Shower thoughts: since we can do service discovery pretty easily to know when a server was added or removed from a pool, we can also discover a metrics endpoint with a limited set like CPU load, memory load, threads available etc. With a helper process/thread running alongside the loadbalancer main processes, it could populate/update in almost realtime the equivalent of an haproxy stick tables but with much richer information. When the next request hits the loadbalancer, you know “exactly” where to route it for best performance.
Author here. Two quick thoughts:
1. As I covered in an earlier part of this series, service discovery is not always easy at scale. High churn, partial failures, and the cost of health checks can make it tricky to get right.
2. Using server-side metrics for load balancing is a great idea. In many setups, feedback is embedded in response headers or health check responses so the LB can make more informed routing decisions. Hodor at LinkedIn is a good example of this in practice:
https://www.linkedin.com/blog/engineering/data-management/ho...
I was thinking something along the lines of a “map” with all the backends and their capabilities that would be recomputed every N seconds and atomically switched with the previous one. The LB woukd then be able to decide where to send a request and also have a precomputed backup option in case the first choice would become unavailable. You could also use those metrics to signal that a node needs to be drained of traffic for example, so no more new connections towards it.
I understand the complexities of having a large set of distributed services behind load balancers, I just think there could be a better way of choosing a backend based not only on least requests, TTFB and an OK response from a health check every N seconds.

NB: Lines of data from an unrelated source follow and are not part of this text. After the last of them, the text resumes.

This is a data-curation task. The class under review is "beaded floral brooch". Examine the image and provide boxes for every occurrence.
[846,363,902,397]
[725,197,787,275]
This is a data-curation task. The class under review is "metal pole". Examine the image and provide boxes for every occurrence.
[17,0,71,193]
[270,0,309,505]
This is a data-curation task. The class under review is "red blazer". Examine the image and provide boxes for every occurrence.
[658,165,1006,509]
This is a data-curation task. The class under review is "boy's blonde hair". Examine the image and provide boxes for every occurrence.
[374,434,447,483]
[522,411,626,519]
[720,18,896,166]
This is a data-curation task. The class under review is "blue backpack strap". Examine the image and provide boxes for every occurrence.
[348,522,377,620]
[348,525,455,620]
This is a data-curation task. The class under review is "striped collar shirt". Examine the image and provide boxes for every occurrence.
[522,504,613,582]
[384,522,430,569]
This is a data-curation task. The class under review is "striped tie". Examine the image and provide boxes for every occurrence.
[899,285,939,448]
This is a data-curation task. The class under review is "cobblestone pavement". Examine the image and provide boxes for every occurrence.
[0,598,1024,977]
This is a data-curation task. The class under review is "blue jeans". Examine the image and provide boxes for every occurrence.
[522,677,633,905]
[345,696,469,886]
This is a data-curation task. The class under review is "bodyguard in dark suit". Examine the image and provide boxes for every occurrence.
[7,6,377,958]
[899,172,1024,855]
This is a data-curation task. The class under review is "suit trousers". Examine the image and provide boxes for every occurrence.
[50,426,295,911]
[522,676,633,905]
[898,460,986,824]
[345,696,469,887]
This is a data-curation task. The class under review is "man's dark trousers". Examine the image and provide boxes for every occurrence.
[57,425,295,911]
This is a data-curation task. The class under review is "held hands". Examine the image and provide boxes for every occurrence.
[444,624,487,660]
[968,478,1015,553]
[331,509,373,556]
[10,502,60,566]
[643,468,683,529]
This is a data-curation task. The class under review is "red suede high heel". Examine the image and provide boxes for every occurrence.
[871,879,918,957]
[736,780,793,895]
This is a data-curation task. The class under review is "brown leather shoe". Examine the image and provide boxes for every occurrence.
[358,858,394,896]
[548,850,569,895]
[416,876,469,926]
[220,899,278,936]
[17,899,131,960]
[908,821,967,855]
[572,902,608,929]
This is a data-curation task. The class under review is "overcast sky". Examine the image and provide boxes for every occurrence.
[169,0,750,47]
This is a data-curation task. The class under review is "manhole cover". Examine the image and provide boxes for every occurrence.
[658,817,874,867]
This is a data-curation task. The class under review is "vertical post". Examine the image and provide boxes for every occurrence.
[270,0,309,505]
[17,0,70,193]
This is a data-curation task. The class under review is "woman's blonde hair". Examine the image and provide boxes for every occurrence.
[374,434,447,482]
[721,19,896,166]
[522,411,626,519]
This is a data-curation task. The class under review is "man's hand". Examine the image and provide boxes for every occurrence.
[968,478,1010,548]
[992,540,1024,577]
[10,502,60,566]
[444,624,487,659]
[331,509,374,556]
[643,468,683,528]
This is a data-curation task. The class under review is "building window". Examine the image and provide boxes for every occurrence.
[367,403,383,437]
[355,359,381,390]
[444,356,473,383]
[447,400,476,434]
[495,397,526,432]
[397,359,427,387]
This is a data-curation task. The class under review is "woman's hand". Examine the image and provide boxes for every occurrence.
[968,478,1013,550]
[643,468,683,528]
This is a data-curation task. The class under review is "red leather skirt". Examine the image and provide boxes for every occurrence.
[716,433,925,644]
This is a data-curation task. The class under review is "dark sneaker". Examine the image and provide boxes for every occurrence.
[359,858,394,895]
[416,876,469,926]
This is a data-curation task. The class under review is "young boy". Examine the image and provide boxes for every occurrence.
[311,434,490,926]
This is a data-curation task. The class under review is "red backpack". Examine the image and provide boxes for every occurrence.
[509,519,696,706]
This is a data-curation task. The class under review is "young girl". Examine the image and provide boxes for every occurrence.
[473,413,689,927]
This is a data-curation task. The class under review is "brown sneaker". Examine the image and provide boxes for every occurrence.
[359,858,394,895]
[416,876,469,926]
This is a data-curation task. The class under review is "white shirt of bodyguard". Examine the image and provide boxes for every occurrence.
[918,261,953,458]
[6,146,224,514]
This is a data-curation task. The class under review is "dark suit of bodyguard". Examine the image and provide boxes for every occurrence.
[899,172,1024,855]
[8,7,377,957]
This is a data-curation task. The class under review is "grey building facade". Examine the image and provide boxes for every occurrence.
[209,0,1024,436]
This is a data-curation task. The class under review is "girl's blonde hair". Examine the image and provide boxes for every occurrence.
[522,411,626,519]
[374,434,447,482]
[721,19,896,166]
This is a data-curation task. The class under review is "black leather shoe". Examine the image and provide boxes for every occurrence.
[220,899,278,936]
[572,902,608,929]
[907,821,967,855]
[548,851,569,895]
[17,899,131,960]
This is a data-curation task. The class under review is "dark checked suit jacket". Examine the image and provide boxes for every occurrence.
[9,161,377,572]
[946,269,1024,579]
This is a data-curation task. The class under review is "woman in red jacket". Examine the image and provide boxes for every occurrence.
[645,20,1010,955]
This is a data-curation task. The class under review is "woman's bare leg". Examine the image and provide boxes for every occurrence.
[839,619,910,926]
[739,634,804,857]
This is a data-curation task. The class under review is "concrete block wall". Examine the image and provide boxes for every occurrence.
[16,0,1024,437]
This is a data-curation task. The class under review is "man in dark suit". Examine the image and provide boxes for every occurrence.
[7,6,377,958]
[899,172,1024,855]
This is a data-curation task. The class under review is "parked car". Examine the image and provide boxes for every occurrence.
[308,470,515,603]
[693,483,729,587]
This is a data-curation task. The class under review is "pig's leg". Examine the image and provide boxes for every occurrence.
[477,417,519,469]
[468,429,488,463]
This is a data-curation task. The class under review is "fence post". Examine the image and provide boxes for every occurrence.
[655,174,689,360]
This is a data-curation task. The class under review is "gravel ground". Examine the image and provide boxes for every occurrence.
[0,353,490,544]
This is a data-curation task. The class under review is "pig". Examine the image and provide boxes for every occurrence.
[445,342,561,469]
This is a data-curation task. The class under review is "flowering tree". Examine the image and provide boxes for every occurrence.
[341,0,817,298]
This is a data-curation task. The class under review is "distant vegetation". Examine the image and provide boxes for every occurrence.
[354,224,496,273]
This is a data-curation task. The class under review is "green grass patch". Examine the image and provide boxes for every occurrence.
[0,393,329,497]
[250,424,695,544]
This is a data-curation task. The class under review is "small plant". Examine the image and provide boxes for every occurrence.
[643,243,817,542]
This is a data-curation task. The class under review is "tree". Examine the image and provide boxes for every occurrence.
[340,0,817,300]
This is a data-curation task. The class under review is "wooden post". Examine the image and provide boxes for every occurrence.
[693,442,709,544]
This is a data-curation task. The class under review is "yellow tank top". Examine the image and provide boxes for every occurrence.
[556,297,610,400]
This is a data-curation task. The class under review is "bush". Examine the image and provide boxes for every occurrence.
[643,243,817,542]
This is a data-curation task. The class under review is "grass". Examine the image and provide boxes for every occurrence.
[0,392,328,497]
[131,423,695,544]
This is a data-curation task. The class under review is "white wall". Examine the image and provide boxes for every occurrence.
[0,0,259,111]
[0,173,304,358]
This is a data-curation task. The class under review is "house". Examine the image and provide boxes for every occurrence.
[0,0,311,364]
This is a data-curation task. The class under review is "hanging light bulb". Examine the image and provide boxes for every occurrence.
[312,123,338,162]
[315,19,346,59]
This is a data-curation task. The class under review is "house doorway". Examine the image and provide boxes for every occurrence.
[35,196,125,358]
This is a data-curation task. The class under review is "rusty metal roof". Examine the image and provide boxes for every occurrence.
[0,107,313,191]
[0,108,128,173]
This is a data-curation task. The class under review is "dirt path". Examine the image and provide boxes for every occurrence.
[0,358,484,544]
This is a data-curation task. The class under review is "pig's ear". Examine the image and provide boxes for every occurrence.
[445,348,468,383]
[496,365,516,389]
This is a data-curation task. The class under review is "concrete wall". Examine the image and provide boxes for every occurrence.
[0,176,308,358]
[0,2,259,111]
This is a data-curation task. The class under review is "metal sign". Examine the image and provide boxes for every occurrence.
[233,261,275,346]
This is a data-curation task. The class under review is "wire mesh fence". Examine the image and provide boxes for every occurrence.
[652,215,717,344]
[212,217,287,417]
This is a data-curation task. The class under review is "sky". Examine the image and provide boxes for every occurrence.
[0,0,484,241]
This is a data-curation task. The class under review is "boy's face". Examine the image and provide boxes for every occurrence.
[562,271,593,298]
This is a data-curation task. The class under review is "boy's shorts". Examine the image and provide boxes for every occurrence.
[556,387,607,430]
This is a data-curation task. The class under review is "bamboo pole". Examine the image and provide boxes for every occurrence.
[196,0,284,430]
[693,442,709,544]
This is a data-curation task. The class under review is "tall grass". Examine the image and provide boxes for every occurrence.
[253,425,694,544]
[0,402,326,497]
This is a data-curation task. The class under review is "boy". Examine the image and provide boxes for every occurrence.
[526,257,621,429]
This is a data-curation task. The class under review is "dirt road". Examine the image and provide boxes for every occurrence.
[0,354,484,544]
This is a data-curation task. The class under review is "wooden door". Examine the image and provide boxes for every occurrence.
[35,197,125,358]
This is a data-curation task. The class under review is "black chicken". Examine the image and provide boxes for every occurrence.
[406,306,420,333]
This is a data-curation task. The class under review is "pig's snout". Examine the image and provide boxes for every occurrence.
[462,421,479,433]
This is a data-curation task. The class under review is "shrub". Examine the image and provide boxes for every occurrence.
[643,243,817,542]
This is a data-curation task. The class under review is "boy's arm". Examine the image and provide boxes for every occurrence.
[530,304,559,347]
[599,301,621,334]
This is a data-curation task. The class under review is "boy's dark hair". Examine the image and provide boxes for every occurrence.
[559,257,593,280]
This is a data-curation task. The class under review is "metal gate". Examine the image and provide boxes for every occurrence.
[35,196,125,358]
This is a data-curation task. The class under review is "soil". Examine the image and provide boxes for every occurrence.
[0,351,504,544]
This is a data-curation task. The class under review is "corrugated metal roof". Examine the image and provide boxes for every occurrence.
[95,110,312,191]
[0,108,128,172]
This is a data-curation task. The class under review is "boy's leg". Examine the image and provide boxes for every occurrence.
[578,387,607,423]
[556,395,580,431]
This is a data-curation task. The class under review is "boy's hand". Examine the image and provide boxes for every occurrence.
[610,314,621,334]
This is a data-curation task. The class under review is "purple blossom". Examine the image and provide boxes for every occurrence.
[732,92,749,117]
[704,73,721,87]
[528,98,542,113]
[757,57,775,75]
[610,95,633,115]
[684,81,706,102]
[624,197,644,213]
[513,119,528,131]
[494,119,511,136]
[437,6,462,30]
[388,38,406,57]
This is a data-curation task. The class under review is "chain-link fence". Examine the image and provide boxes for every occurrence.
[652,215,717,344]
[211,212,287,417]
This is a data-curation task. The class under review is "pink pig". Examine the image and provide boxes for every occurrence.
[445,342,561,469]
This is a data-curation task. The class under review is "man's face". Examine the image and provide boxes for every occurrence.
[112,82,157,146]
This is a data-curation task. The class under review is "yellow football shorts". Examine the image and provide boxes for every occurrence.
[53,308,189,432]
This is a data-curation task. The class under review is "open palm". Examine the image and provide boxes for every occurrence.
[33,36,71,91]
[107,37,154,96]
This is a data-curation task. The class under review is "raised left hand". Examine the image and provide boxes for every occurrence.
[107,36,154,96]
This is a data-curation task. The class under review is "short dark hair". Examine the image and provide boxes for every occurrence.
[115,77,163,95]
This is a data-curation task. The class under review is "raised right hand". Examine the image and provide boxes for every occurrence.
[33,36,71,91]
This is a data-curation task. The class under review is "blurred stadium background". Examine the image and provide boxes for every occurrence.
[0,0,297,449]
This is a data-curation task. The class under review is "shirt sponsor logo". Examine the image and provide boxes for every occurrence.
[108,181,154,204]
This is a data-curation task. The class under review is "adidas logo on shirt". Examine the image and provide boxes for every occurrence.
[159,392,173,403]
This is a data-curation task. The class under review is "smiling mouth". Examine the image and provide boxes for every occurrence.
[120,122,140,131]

Author here. Absolutely, HAProxy’s sticktables is a powerful way to implement advanced routing logic, and they’ve been around for years. This series focuses on explaining the broader concepts and tradeoffs rather than diving deep into any single implementation, and since it also covers other aspects of reverse proxies, the focus on load balancing here is mostly to present the challenges and high-level ideas.
Glad you found it a good effort, and I agree there’s room to go deeper in future posts.
algorithms is pretty hard as a spelling: its derived from something like Al Gorism - the name of an Arab chap who documented an early notion. By the time English has decided to create a word, you can be sure it will be ... painful!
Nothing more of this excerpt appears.